My first ever encounter with Crack. It's funny, but quite seriously a problem where this picture was taken. This photo was from 2012, and I took it while on a car ride with my mother through the beautiful New York City. This wasn't just a normal day riding through the City however. We were either on our way to, or coming back from my baseball tournament of the week. During my childhood, from the age of ten up until my graduation from high school, I toughed through a grueling schedule starting in the winter, and usually culminating in a disappointing loss at the end of the fall season. My Summers did not offer me much other than baseball, and for a long time, I absolutely loved it. I was pretty good at it. But these tournaments, in the heart of NYC, proved to be some of the most competitive baseball I've ever witnessed. And I was a part of the show. Luckily for me, we had a Spanish-speaking coach, and his son along with another teammate or two, who would translate all of the sh*t talk that we were hearing. To the rest of us, we were all decent ballplayers, but we didn't understand a lick past what we learned whilst picking boogers in our mandatory sixth grade Spanish classes. The vile garbage that these kids were able to get away with saying, mind you these are also twelve year old kids, was just mind blowing. Had we spoken one phrase of theirs in English, we would have immediately been thrown out of the game, and possibly out of the tournament, or even worse, we could have been kicked from the team!

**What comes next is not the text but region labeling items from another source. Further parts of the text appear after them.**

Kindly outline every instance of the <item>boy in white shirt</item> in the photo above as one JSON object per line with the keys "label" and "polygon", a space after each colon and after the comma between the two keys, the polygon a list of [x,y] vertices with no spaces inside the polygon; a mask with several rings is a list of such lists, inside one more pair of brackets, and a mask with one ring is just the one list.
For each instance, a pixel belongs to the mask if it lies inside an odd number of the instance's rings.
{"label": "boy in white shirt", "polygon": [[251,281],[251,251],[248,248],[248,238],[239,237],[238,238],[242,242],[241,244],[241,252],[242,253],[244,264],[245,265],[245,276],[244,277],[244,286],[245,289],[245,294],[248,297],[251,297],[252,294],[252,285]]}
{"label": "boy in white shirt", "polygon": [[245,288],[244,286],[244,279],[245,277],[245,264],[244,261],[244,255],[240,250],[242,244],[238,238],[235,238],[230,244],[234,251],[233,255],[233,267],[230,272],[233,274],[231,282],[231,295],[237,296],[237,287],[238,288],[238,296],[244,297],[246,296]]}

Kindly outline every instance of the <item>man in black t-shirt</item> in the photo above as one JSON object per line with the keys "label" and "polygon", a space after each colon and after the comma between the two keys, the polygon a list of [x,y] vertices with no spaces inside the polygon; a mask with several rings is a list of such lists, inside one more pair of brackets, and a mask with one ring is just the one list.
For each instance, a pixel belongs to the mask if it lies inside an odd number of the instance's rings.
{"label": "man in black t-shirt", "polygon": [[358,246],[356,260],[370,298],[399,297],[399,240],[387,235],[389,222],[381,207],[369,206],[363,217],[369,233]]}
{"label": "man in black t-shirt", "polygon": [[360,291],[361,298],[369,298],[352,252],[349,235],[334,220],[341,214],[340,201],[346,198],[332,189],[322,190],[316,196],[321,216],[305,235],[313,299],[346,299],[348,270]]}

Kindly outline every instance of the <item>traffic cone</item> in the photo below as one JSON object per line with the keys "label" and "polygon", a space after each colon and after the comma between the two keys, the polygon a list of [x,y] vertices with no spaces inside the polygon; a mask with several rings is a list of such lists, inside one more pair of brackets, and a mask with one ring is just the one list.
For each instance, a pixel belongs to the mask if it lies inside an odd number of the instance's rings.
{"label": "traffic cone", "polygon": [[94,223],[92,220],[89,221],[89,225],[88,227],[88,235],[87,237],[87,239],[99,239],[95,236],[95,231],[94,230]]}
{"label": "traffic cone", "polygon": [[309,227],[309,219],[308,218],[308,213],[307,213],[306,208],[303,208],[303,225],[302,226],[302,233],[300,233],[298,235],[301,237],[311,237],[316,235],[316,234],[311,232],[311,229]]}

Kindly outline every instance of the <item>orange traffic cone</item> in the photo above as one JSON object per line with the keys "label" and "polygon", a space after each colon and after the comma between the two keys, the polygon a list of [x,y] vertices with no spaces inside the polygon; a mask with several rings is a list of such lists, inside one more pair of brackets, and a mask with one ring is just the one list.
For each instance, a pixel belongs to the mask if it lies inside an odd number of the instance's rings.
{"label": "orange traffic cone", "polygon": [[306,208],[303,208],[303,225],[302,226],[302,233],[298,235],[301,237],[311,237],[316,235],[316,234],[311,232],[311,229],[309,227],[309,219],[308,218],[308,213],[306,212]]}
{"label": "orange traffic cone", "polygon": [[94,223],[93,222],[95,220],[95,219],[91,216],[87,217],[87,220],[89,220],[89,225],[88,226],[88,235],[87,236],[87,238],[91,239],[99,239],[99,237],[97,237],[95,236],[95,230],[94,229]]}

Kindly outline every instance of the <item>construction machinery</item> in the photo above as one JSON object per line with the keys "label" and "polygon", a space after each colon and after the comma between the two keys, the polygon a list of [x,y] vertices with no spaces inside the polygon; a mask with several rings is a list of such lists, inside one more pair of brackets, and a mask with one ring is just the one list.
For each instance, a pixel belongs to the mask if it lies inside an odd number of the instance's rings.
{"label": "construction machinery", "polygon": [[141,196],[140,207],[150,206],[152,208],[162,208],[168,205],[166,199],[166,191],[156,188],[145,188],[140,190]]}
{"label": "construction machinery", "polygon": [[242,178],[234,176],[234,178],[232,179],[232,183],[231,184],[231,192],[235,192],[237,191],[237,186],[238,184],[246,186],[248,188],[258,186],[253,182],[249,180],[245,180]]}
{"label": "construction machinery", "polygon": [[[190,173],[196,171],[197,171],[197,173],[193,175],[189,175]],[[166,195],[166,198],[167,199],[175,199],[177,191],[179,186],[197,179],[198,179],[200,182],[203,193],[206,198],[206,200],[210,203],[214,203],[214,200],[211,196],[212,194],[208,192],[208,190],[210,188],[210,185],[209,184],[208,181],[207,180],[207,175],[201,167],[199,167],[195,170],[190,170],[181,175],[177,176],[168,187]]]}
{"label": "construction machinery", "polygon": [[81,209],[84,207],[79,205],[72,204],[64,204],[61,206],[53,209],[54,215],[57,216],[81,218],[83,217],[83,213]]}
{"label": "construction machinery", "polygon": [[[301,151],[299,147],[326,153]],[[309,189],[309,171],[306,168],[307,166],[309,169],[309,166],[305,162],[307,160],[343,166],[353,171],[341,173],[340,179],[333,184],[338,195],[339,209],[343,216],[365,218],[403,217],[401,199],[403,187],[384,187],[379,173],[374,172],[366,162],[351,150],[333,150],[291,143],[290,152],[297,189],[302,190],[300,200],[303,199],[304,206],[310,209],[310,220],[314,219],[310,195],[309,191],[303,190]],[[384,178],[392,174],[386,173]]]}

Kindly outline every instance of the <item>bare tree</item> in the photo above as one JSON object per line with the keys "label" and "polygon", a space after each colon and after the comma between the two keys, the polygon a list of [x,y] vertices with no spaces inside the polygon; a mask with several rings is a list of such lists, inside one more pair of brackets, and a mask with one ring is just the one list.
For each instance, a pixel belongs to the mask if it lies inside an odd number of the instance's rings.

But there was actually a deeper significance, in my opinion, to the madness. As a twelve year old, imagine the horrors that you would have had to go through in order to have learned a phrase such as, "I'll f**k your mom and make her call me daddy". Not only that, but to not have access to the coaching that would dissuade that type of behavior. Now listen, baseball is a mind game, as is almost any sport. Just like in any sort of competition, any edge will be taken if it is allowed to be taken. Baseball players are notorious for pushing the boundaries of the rules of the game, and one of them was exemplified with my situation as a twelve year old. That being said, as long as I can remember, Baseball was supposed to represent "The Gentlemen's Game". That doesn't mean we need to change the sport to suit and tie wearing sleaze bags, but what it does mean, in my opinion, is that the game is supposed to be played with a baseline minimum of respect. Just like in life, I don't mind seeing anyone flaunt the money they've earned, or the achievements that they've accomplished, because they have genuinely worked their ass off to get there, or at a minimum went through the effort to fake it. This exact feeling was expressed in myself when a "twelve year old" who was 5'10 and had to weigh about 170 lbs, stepped up to the plate at this tournament. At the time, I was a pretty good pitcher, and I was confident in my abilities to get anyone out. But this kid would not give in, and I think he only took one ball, so he was swinging all the way. He fouled off a couple, and one of them was a missile sent foul down the first base line. The pitch that everyone was waiting for finally came on a 1-2 count, a cement mixer curveball that hung up like clothes on a rack right in the meat of the strike zone. That ball carried so fast out of the infield that I didn't even want too look back, but I was forced to by my inner conscience when I heard the pang of a car getting whipped by the baseball I held all of 8 seconds ago.
The celebration that ensued was hilarious. The kid jumped up and down, and he bat flipped towards his dugout. As he rounded the bases slowly, making sure to look me in the eye the whole way round, his teammates were chirping loudly. They made fun of everything I could imagine from my skin, to my height, my mom etc. During the trot home, I caught the glimpse of my pitching coach, a former minor league from the Boston Red Sox system who also happened to be our only coach who knew Spanish. He mouthed something along the lines of "F**k These F**king kids", and the fire was started in my gut. All I remember was reaching back for the hardest and filthiest pitches that I could muster, and walking back into that dugout utterly pissed off. The homerun was completely inconsequential, but the feeling inside of me wasn't. I felt completely dominated, and I wanted to just go home.
In reality it was just one game in the middle of summer during my middle school years, but in my head it resides as something much more. I miss the comradery that surrounds that baseball field. The "boys" mentality that picks you up when you're down, so long as you can pick yourself up off the bench. Get involved, and you'll be thrown into the fire, whether you like it or not. Crack is Wack kids, and make sure you don't take that lightly. Be safe, and have a blessed day.